Wajar jika seseorang dites alkohol dan didenda berat setelah mabuk. Namun, kasus ini "tidak lazim" karena pekerja konstruksi tersebut diperlakukan khusus karena "ia jujur dan sederhana". Ia mabuk dan lupa jalan pulang, tetapi ketika ditanya apa pekerjaannya, ia tetap menunjukkan peralatan konstruksinya untuk membuktikan profesinya.
Pekerja konstruksi itu menulis komitmen untuk tidak mengulangi konsentrasi alkohol saat mengemudi.
Dia bahkan ingat "nama kode" yang dia gunakan untuk menyimpan nama istrinya di ponselnya, yang hanya dia yang mengerti artinya! Alih-alih menyimpan nama istrinya, dia malah menyimpan "Do rac gang tro" - dialek Ha Tinh yang murni!
Namun, tukang batu tersebut diberi hak istimewa untuk tidak menjalani tes kadar alkohol dan kemudian dihukum bukan semata-mata karena ia "jujur dan sederhana", melainkan terutama karena perilaku "fleksibel" para petugasnya. Artinya, kasus ini jarang terjadi.
Bagaimanapun, itu juga merupakan cara bagi manusia untuk bergerak menuju kebaikan.
Ada dua pendapat setelah pers melaporkan, dengan klip, tentang kasus ini.
Pendapat pertama adalah bahwa ini merupakan cara penanganan yang fleksibel oleh kepolisian lalu lintas, yang dilakukan langsung oleh Kepala Kepolisian Ha Tinh.
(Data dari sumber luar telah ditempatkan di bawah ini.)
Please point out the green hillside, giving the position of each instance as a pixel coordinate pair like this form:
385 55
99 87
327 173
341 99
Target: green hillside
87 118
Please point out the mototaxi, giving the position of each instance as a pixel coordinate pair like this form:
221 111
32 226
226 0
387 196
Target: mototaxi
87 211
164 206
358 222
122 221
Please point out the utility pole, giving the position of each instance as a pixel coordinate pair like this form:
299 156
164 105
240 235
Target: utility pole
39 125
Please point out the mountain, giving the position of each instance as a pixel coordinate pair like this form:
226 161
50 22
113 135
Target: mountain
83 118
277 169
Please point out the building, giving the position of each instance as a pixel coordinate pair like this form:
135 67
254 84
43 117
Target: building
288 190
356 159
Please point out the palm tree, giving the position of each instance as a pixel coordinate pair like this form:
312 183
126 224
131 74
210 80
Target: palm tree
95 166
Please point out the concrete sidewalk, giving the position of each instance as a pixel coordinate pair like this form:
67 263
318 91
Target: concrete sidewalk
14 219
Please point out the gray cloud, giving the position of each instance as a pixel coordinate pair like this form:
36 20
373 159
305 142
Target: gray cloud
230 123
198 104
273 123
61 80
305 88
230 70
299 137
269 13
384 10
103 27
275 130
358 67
Meskipun tidak didenda secara langsung, pekerja konstruksi tersebut tetap harus pergi ke kantor polisi tempat tinggalnya keesokan harinya untuk menjelaskan dan menulis surat pernyataan untuk tidak mengulangi pelanggarannya.
Tukang batu ini melakukan persis seperti yang diminta pihak berwenang. Saya yakin dia tidak akan pernah mengulangi kesalahannya karena "keberuntungan tidak datang dua kali" - keberuntungan tidak akan pernah terulang! Menanganinya seperti itu tentu akan lebih efektif daripada menghukumnya. Karena jika dihukum, pertama-tama keluarga tukang batu tersebut akan terjerumus ke dalam situasi yang lebih sulit dan efek jeranya mungkin tidak sebesar "memaafkannya".
Penting juga untuk dipahami bahwa "fleksibilitas" seperti yang disebutkan, merupakan kasus langka, jadi hanya terjadi satu kali ini.
Masyarakat juga tahu bahwa kita tidak bisa menggunakan kasus itu untuk membandingkan dan "menangis ketidakadilan" jika kita mabuk dan tersesat 3 kali seperti pekerja konstruksi itu.
Mungkin petugas penegak hukum di Ha Tinh juga mempertimbangkan pendapat kedua, yaitu "hukum tidak memiliki zona terlarang, tidak ada hak istimewa khusus".
Jika orang ini diampuni, hukuman yang dijatuhkan pada kasus lain akan terasa tidak adil... Namun, tujuan utama hukuman adalah untuk mencegah pelaku melakukan pelanggaran lagi, bukan untuk "menghukum mereka atas apa yang seharusnya mereka lakukan" seperti yang dipikirkan banyak orang.
Tukang batu, meskipun tidak dihukum, akan mengingat perbuatannya seumur hidup. Bagaimanapun, hukum adalah cara untuk membimbing orang menuju kebaikan, bukan untuk menghukum.